I recently started working with GridSearchCV and am not very comfortable with object-oriented programming.

Problem: I have some missing data in one of the predictors and I have a list of algorithms I want to use with appropriate parameter grid. I am wondering if there is a way to create a custom class that would impute missing values in my data different ways before fitting it and try different combinations of attributes for whatever algorithm I am using at the same time. Is it even possible?

Thanks a TON for your help!

This is a class I created for imputing missing values in SQFT column of my housing prices dataset:

class Impute_sqft():

    train_X = houses_dummies_copy.dropna(subset=['sqft']).drop(columns=['sqft', 'final_price'])
    train_Y = houses_dummies_copy.dropna(subset=['sqft'])['sqft']
    test_X = houses_dummies_copy[pd.isna(houses_dummies_copy.sqft)].drop(columns=['sqft', 'final_price'])


    def __init__(self, how='random forest'):
        self.how = how

    def impute(self):

        # replace missing values with the ones predicted by random forest
        if self.how == 'random forest':
            houses_dummies_copy = houses_dummies.copy()
            rf = RandomForestRegressor()
            rf.fit(train_X, train_Y)
            pred_Y = rf.predict(test_X)
            houses_dummies_copy.loc[test_X.index,'sqft'] = pred_Y
            return houses_dummies_copy[predictors]

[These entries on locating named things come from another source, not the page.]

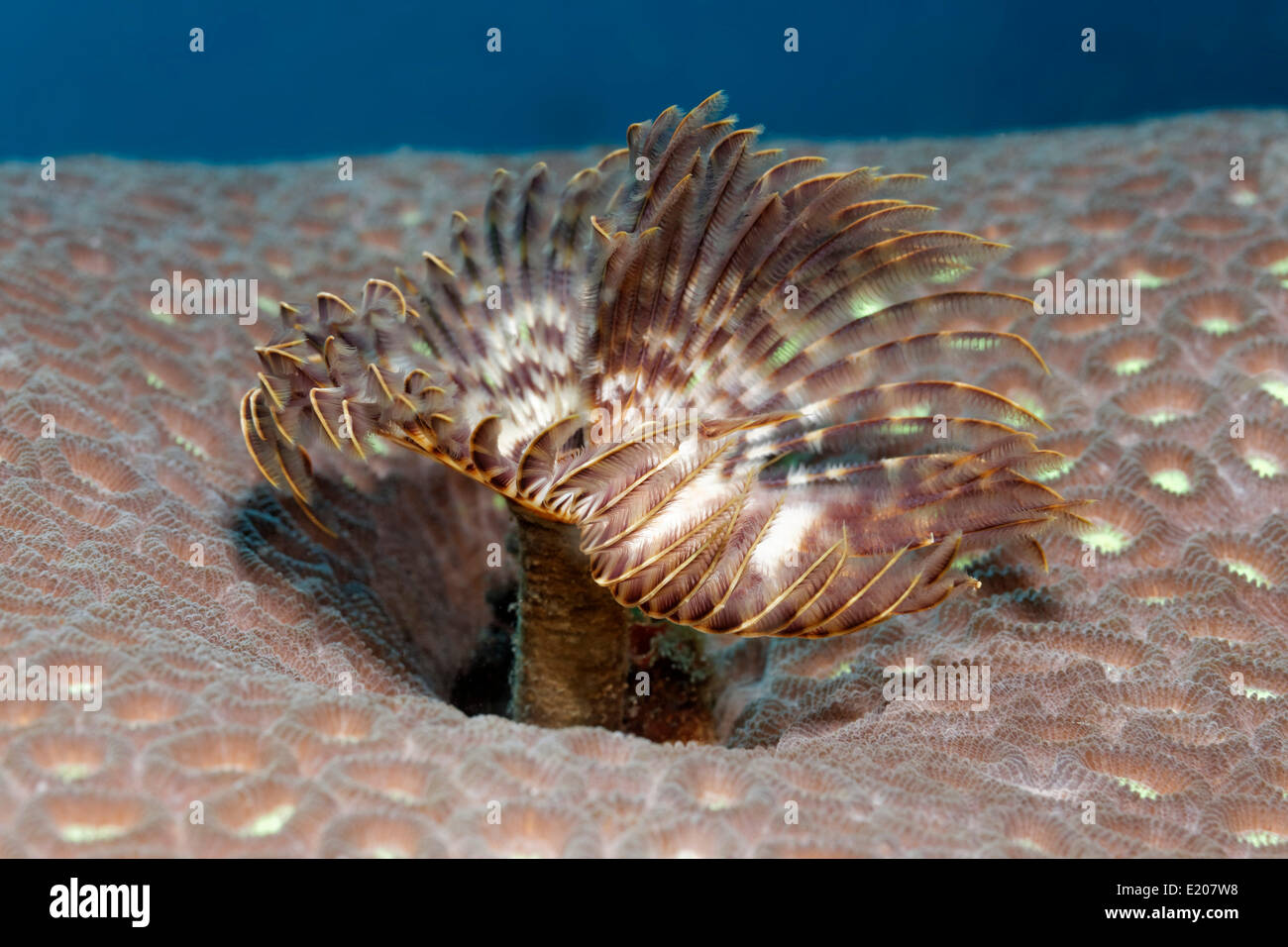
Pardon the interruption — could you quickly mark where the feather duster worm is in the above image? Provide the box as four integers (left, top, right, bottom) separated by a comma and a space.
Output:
241, 94, 1077, 725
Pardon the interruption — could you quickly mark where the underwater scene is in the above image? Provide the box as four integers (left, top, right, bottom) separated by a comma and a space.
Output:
0, 0, 1288, 886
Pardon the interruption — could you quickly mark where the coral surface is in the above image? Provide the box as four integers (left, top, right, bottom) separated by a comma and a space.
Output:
0, 112, 1288, 856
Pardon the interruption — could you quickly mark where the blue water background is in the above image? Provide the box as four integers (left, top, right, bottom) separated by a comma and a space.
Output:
0, 0, 1288, 161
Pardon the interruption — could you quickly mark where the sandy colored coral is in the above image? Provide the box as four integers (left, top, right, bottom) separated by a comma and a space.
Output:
0, 112, 1288, 856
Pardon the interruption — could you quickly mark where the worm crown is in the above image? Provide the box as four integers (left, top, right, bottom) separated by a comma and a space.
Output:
241, 94, 1079, 637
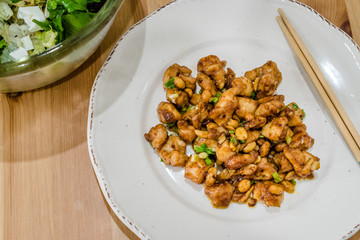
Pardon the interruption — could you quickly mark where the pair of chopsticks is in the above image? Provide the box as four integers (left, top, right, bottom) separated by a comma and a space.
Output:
276, 9, 360, 162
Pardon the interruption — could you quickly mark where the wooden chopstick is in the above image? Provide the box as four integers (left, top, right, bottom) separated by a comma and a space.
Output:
276, 9, 360, 162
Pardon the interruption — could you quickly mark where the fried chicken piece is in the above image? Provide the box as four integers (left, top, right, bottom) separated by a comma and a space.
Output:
292, 124, 306, 134
261, 117, 288, 141
280, 102, 304, 127
231, 77, 254, 97
144, 124, 168, 149
184, 154, 211, 184
225, 151, 258, 170
255, 100, 284, 118
252, 61, 282, 99
253, 181, 284, 207
204, 181, 235, 208
284, 147, 320, 178
235, 97, 258, 121
209, 88, 240, 126
163, 63, 191, 89
157, 102, 181, 123
158, 136, 189, 167
231, 185, 254, 203
216, 140, 236, 165
237, 164, 257, 176
206, 122, 228, 140
197, 55, 226, 90
182, 102, 209, 129
250, 157, 276, 180
257, 95, 285, 104
289, 132, 314, 150
225, 68, 235, 89
196, 73, 217, 96
177, 120, 196, 143
166, 89, 189, 109
193, 137, 217, 152
273, 152, 294, 173
244, 117, 266, 129
179, 74, 196, 92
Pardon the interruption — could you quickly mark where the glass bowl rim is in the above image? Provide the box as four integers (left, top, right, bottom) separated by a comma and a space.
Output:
0, 0, 124, 77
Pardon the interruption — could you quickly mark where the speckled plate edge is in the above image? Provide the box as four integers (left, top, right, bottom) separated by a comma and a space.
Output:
87, 0, 360, 240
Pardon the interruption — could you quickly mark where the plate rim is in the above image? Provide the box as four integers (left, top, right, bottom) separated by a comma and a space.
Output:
87, 0, 360, 240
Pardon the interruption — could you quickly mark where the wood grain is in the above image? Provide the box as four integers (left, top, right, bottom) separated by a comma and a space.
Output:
345, 0, 360, 45
0, 0, 360, 240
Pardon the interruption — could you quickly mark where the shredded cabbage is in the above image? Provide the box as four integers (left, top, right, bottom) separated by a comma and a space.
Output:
0, 0, 14, 21
0, 0, 106, 64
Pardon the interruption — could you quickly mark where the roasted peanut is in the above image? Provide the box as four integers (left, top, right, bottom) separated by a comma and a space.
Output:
238, 179, 251, 193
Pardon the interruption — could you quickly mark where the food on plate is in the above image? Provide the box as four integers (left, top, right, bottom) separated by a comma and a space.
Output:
145, 55, 320, 208
0, 0, 105, 63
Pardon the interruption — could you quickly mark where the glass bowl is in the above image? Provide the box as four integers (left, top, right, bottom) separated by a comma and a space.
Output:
0, 0, 124, 92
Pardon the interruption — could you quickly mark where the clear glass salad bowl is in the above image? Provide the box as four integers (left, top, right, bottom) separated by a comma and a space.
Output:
0, 0, 124, 92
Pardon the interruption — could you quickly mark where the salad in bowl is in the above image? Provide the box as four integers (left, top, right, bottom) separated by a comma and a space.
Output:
0, 0, 105, 63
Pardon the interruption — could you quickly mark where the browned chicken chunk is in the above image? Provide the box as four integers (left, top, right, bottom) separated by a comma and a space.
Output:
205, 181, 235, 208
145, 124, 168, 149
159, 136, 188, 167
157, 102, 181, 123
144, 55, 320, 208
254, 181, 284, 207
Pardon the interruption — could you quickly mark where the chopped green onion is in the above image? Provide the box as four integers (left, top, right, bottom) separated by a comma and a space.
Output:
251, 91, 256, 99
165, 77, 175, 89
272, 172, 282, 183
209, 93, 221, 104
194, 143, 215, 154
301, 109, 306, 120
204, 157, 212, 165
165, 122, 175, 128
205, 148, 215, 155
285, 136, 292, 145
0, 37, 7, 55
292, 103, 299, 111
240, 121, 246, 127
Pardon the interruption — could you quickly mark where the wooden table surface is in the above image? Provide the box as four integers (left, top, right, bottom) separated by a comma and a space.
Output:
0, 0, 360, 240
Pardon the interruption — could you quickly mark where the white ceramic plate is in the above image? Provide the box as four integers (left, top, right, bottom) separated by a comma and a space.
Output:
88, 0, 360, 240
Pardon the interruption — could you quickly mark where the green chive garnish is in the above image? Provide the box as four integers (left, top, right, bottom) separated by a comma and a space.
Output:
272, 172, 282, 183
165, 77, 175, 89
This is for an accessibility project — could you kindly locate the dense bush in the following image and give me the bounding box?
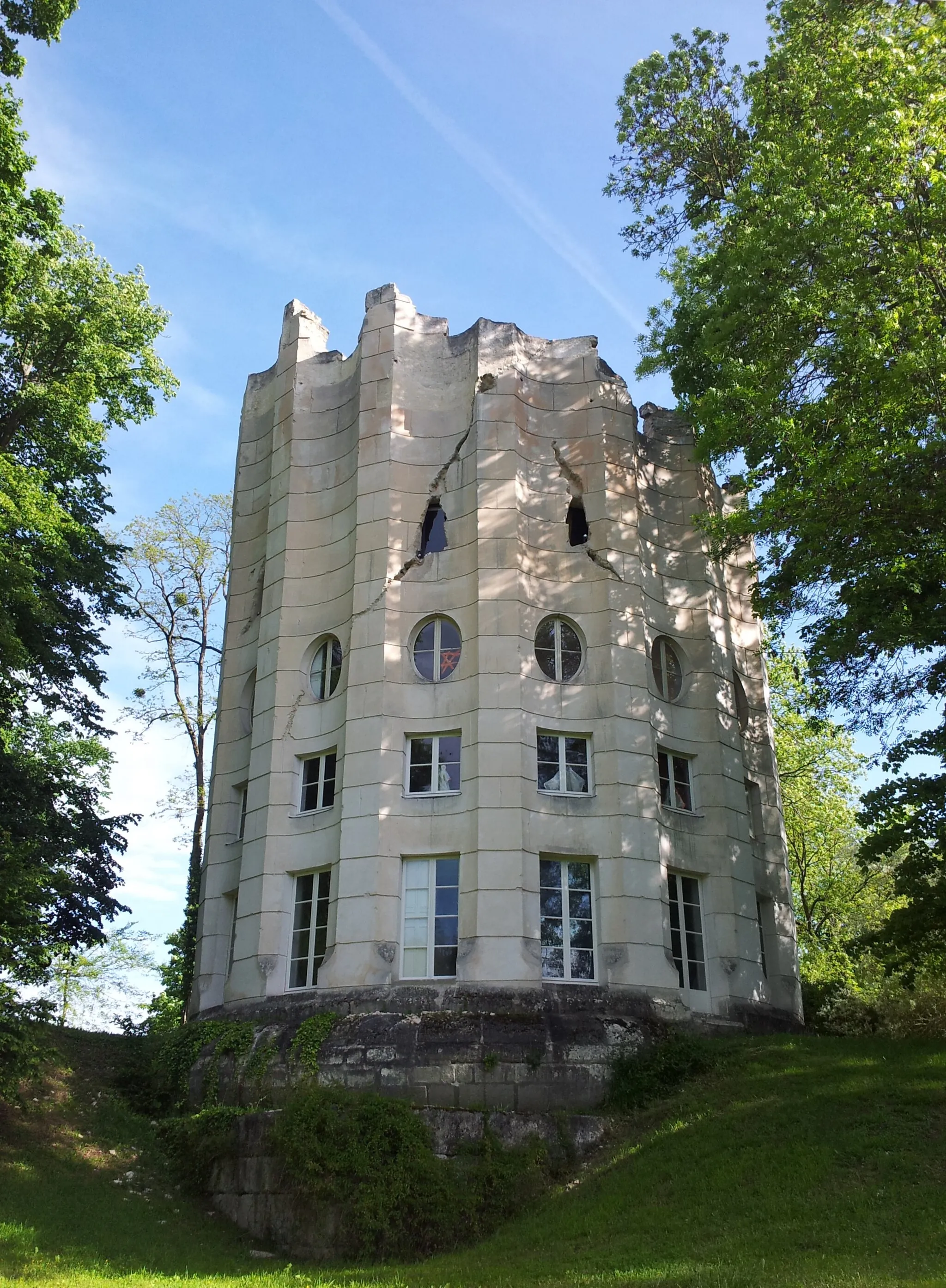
[605,1033,720,1113]
[273,1087,548,1258]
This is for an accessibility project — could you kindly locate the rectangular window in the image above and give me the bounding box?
[400,857,460,979]
[290,868,332,988]
[298,750,336,814]
[537,733,591,796]
[667,872,707,992]
[539,859,594,980]
[744,778,762,841]
[756,899,768,979]
[407,733,460,796]
[656,751,692,810]
[226,894,238,979]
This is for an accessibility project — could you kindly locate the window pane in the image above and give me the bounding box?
[434,945,457,976]
[437,734,460,792]
[404,944,427,979]
[673,756,692,809]
[301,756,322,813]
[437,617,460,680]
[656,751,671,805]
[664,640,684,702]
[414,622,435,680]
[328,636,341,693]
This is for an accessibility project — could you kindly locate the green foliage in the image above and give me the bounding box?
[0,712,134,984]
[290,1011,339,1073]
[157,1105,249,1193]
[767,647,897,999]
[123,493,232,1019]
[610,0,946,948]
[273,1087,547,1258]
[605,1033,720,1113]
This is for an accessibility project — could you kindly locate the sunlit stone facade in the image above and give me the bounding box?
[192,286,800,1019]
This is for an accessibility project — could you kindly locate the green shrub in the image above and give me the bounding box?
[816,979,946,1038]
[273,1087,547,1258]
[605,1033,720,1113]
[157,1105,250,1191]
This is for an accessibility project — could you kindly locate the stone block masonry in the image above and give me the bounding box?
[190,285,800,1030]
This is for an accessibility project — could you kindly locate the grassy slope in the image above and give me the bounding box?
[0,1036,946,1288]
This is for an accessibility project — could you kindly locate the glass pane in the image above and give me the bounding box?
[656,751,673,803]
[569,921,594,948]
[404,859,429,890]
[414,622,434,680]
[404,886,430,917]
[673,756,692,808]
[309,640,328,698]
[434,947,457,976]
[539,887,561,917]
[437,617,460,680]
[539,859,561,890]
[434,885,458,917]
[664,640,684,702]
[404,947,427,979]
[328,636,341,693]
[437,859,460,886]
[569,863,591,890]
[301,756,322,813]
[558,622,582,680]
[434,917,458,948]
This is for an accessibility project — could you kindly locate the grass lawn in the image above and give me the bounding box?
[0,1034,946,1288]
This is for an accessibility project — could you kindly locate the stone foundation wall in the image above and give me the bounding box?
[210,1109,607,1261]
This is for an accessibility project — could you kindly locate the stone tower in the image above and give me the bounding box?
[192,286,800,1020]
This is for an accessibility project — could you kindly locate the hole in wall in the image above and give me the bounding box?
[417,496,447,559]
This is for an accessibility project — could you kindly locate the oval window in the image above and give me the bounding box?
[650,635,684,702]
[414,617,461,680]
[309,635,341,702]
[535,617,582,681]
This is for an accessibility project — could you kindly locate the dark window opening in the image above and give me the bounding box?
[565,498,588,546]
[417,497,447,559]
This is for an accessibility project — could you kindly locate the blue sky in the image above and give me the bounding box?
[18,0,766,935]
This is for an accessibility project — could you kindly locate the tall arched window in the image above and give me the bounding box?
[650,635,684,702]
[535,617,582,681]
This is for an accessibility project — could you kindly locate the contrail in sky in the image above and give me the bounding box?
[315,0,641,327]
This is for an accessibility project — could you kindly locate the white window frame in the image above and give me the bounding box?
[400,854,460,979]
[667,868,709,998]
[656,747,696,814]
[650,635,686,702]
[539,854,600,984]
[404,729,463,797]
[411,613,463,684]
[535,729,594,801]
[532,613,587,684]
[286,868,332,993]
[298,747,341,815]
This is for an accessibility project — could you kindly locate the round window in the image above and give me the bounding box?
[309,635,341,702]
[535,617,582,680]
[650,635,684,702]
[414,617,461,680]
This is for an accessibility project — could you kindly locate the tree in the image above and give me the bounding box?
[45,922,158,1028]
[768,647,897,1011]
[607,0,946,968]
[0,0,174,1087]
[125,493,232,1018]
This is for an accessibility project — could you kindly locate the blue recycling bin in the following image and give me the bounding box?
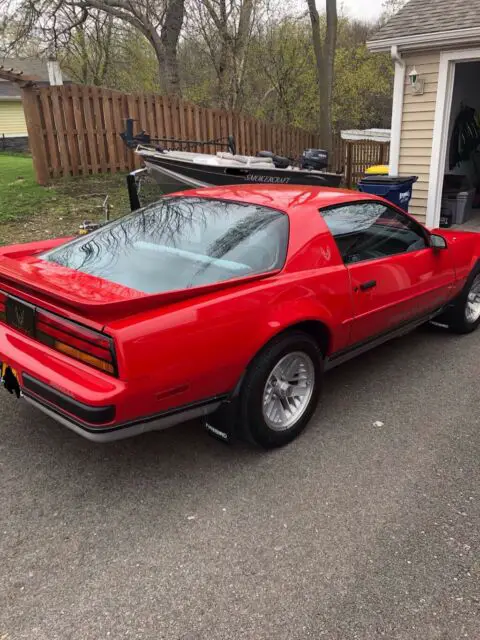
[357,176,418,212]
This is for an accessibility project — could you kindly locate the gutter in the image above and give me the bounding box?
[388,45,406,176]
[367,27,480,52]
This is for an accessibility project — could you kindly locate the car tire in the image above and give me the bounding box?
[445,267,480,334]
[239,331,323,449]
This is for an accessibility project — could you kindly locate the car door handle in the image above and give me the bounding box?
[360,280,377,291]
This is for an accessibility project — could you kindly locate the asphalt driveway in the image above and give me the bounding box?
[0,330,480,640]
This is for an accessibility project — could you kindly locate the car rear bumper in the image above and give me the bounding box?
[23,392,223,443]
[0,326,225,442]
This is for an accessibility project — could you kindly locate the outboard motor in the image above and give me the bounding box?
[300,149,328,171]
[257,151,292,169]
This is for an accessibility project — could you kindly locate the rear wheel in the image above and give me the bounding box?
[447,268,480,333]
[240,332,323,449]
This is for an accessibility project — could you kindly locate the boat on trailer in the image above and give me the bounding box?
[121,120,343,208]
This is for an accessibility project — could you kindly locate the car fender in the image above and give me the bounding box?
[228,287,350,397]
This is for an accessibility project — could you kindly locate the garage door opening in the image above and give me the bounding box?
[440,60,480,231]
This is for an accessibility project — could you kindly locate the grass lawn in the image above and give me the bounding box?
[0,153,141,245]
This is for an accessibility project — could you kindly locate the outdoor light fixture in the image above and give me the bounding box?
[408,67,424,95]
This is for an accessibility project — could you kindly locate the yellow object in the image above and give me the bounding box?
[0,100,28,137]
[365,164,388,176]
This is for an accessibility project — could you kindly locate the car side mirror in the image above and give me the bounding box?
[430,234,447,251]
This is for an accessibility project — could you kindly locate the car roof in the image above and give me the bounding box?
[177,184,378,213]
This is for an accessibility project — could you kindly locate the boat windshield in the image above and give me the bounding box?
[42,196,289,293]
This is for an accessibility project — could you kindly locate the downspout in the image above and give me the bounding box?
[389,44,406,176]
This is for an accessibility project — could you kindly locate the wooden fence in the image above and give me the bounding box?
[22,84,318,184]
[21,79,389,188]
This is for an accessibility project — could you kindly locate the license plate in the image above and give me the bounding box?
[6,298,35,336]
[1,362,21,398]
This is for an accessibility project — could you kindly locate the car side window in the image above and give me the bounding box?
[320,202,428,264]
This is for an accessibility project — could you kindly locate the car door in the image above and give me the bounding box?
[321,201,454,343]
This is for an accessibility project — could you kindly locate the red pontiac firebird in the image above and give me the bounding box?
[0,185,480,447]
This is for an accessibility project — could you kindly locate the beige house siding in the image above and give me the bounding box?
[398,52,440,222]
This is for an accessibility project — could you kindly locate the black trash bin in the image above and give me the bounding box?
[357,176,418,211]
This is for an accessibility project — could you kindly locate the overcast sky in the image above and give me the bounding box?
[340,0,383,20]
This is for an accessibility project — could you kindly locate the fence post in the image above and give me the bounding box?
[22,86,50,185]
[345,142,353,189]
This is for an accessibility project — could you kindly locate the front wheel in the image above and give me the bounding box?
[240,332,323,449]
[448,271,480,333]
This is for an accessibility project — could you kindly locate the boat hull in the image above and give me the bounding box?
[142,154,343,193]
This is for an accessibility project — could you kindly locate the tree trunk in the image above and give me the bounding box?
[230,0,255,109]
[157,0,185,96]
[320,0,338,152]
[307,0,337,151]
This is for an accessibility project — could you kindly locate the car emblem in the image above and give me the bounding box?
[15,307,25,327]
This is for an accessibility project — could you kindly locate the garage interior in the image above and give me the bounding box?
[440,61,480,231]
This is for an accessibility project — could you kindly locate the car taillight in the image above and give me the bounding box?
[0,291,7,322]
[35,309,115,374]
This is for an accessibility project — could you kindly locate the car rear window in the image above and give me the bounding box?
[42,197,289,293]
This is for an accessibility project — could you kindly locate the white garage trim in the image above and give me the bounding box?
[427,49,480,227]
[388,57,405,176]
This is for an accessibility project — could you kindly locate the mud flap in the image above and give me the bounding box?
[204,398,239,444]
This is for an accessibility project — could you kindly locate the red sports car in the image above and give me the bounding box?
[0,185,480,447]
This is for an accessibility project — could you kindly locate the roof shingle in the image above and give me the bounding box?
[369,0,480,42]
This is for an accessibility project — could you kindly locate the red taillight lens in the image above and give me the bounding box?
[0,291,7,322]
[35,309,115,374]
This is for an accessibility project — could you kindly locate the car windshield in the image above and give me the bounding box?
[42,197,289,293]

        # replace missing values with the ones predicted by knn        
        if self.how == 'knn':
            houses_dummies_copy = houses_dummies.copy()
            import sys
            from impyute.imputation.cs import fast_knn
            sys.setrecursionlimit(100000) 
            knn_n = 30
            result = fast_knn(houses_dummies_copy[predictors], k=knn_n)
            result.columns = houses_dummies_copy[predictors].columns
            return result

        # replace missing values with the mean for every type of property     
        if self.how == 'mean':
            houses_dummies_copy = houses_dummies.copy()
            sqft_statistics = []
            for house_type in houses_types:
                statistic = houses_dummies_copy[houses_dummies_copy['type_' + house_type] == 1].sqft.mean(skipna=True)
                indexes = houses_dummies_copy[(houses_dummies_copy['type_' + house_type] == 1) & pd.isna(houses_dummies_copy.sqft)].index
                houses_dummies_copy.loc[indexes, 'sqft'] = statistic
            return houses_dummies_copy[predictors]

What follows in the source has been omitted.